Most soccer matches are within one goal of 1-0

[This article was first published on R – Decision Science News, and kindly contributed to R-bloggers]. (You can report issue about the content on this page here)
Want to share your content on R-bloggers? click here if you have a blog, or here if you don't.

ANALYSIS OF A LOW-SCORING SPORT

Most_Common_Scores

Recently, our friend and co-author Sid Suri predicted that a soccer match would end 2-1. This got us thinking. Suppose you didn’t say which team would score 2 and which would score 1. And suppose people considered you “close” if you got within one goal of 2-1 (so 1-0, 1-1, 2-1, 3-1 or 2-2 would be close). How often would you be close by guessing 2-1?

We’ll save the answer for the end of this post.

To figure this out, we went to http://www.football-data.co.uk and pulled every English soccer match from 1993 to 2016 (so far), for the following leagues: Premier, Championship, League 1, League 2, Conference, Division 1, Division 2, and Division 3. In all: 52,017 matches.

First, let’s establish that soccer is a low-scoring sport. We see below that a two-goal match is the most likely outcome in soccer. The average number of goals per match is 2.6 (median 2).

Total_Points_Scored

This leads to certain low scores (where a score is a high-low pair) being quite common. The graph at top of this post shows that 1-0 (or 0-1, which is the same thing by our definition) is the most common outcome of a football match there is. Nearly 20% of matches end 1-0.

Now to our key question.

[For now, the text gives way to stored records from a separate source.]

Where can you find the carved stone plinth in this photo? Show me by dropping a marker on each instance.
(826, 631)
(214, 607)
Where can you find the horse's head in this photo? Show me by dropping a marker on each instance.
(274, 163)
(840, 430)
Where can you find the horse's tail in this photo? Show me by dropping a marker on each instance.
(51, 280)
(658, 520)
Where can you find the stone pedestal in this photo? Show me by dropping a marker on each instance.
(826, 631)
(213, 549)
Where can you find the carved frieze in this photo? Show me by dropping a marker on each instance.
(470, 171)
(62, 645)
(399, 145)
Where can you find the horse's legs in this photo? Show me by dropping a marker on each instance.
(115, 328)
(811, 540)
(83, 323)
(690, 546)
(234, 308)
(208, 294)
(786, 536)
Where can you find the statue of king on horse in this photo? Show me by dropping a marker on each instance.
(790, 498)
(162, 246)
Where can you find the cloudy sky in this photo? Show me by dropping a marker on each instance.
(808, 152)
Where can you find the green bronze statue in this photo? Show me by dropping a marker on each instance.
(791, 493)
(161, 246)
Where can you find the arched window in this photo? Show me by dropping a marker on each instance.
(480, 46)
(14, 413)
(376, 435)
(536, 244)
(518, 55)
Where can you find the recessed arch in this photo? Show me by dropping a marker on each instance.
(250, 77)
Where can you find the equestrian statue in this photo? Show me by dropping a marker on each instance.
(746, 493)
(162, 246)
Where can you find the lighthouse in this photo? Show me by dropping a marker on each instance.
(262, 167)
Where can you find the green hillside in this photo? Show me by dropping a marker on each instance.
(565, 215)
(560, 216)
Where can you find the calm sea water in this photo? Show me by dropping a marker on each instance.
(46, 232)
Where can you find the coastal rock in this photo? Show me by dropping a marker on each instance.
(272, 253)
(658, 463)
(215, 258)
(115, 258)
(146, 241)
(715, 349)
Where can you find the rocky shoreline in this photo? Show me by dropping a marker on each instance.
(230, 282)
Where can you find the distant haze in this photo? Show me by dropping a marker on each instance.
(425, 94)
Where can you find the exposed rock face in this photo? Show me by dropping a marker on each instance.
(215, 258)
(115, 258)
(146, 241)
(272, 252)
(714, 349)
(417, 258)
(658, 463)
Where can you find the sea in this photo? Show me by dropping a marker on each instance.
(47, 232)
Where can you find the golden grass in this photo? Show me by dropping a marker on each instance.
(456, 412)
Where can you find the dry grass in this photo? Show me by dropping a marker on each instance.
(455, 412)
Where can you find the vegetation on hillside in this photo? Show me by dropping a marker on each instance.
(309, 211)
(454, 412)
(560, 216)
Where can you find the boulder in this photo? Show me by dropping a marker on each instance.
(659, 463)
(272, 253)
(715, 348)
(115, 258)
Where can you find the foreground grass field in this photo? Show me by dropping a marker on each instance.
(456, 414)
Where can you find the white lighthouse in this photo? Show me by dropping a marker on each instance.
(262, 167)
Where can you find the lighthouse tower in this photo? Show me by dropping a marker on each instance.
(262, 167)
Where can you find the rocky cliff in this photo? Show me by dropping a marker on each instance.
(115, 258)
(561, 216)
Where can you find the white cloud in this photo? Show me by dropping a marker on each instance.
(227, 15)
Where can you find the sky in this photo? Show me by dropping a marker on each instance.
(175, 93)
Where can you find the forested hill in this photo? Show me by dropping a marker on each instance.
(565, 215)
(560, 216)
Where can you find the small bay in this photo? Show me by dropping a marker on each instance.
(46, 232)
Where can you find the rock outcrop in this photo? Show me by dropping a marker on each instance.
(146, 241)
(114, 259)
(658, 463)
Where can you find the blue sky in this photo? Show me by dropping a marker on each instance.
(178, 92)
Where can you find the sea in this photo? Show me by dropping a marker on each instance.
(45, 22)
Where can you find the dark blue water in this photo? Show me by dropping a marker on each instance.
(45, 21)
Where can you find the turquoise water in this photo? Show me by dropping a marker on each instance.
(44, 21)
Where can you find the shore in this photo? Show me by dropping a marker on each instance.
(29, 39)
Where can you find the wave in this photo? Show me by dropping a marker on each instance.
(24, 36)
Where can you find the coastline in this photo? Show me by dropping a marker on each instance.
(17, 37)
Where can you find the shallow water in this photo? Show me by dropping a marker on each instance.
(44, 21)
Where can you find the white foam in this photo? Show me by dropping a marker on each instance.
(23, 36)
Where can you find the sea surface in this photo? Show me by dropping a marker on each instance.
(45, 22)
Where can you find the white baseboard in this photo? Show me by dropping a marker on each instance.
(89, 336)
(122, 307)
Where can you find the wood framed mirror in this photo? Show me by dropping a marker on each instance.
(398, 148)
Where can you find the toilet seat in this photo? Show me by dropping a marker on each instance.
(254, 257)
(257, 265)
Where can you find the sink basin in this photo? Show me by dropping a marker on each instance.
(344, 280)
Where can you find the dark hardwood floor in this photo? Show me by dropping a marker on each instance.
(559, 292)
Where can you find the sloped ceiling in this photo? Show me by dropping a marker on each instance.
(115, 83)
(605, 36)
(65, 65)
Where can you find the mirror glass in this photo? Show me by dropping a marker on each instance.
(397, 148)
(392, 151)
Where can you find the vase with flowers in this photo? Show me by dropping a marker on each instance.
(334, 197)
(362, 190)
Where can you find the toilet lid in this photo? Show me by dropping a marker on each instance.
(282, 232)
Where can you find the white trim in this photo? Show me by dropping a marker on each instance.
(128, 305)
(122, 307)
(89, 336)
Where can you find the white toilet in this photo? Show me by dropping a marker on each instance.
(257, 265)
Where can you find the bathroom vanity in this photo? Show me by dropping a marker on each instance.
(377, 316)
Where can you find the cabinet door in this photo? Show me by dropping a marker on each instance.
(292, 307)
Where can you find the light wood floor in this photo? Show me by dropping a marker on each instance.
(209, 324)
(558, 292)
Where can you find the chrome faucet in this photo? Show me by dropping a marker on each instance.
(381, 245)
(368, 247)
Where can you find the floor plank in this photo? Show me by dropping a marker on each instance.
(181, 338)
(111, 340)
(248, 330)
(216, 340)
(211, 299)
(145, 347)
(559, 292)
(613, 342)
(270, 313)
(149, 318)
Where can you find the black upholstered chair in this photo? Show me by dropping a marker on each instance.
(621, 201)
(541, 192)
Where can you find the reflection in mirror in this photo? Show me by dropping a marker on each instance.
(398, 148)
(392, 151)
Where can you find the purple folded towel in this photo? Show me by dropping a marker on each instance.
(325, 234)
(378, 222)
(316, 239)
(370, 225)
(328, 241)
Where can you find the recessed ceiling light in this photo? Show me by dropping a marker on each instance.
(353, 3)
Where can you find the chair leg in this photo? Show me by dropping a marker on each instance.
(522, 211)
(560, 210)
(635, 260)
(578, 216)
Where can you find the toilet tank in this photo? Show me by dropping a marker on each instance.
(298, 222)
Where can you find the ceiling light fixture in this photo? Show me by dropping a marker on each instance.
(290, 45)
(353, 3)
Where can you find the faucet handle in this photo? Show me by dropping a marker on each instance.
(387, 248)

What score is just one goal away from the most soccer matches’ scores? It’s close, but the winner is 2-1. 52.9% of matches end within one point of that score. So if you can be vague about who you predict will win, just confidently proclaim that it will end 2-1 and you’ll be right most of the time. Same deal for saying 2-0 or 1-0. All three of these scores are within one point of most soccer matches’ outcomes.

Within_One_Point

One cute math-y thing about this is that some scores are one point away from more possible scores than others. See below. 2-1 is within one point of five scores (including itself), but 2-0 is only within one point of four possible scores. Same with 1-0. To consider why, realize that scores can’t be negative. Despite being neighbors with fewer scores, 2-0 and 1-0 are within one goal of roughly the same number of matches as 2-1 is. Even 1-1 does quite well with just two neighbors beyond itself.

Breakdown

The figure above shows the counts of each of the neighbors of 2-1 (top), 2-0 (middle), and 1-0 (bottom).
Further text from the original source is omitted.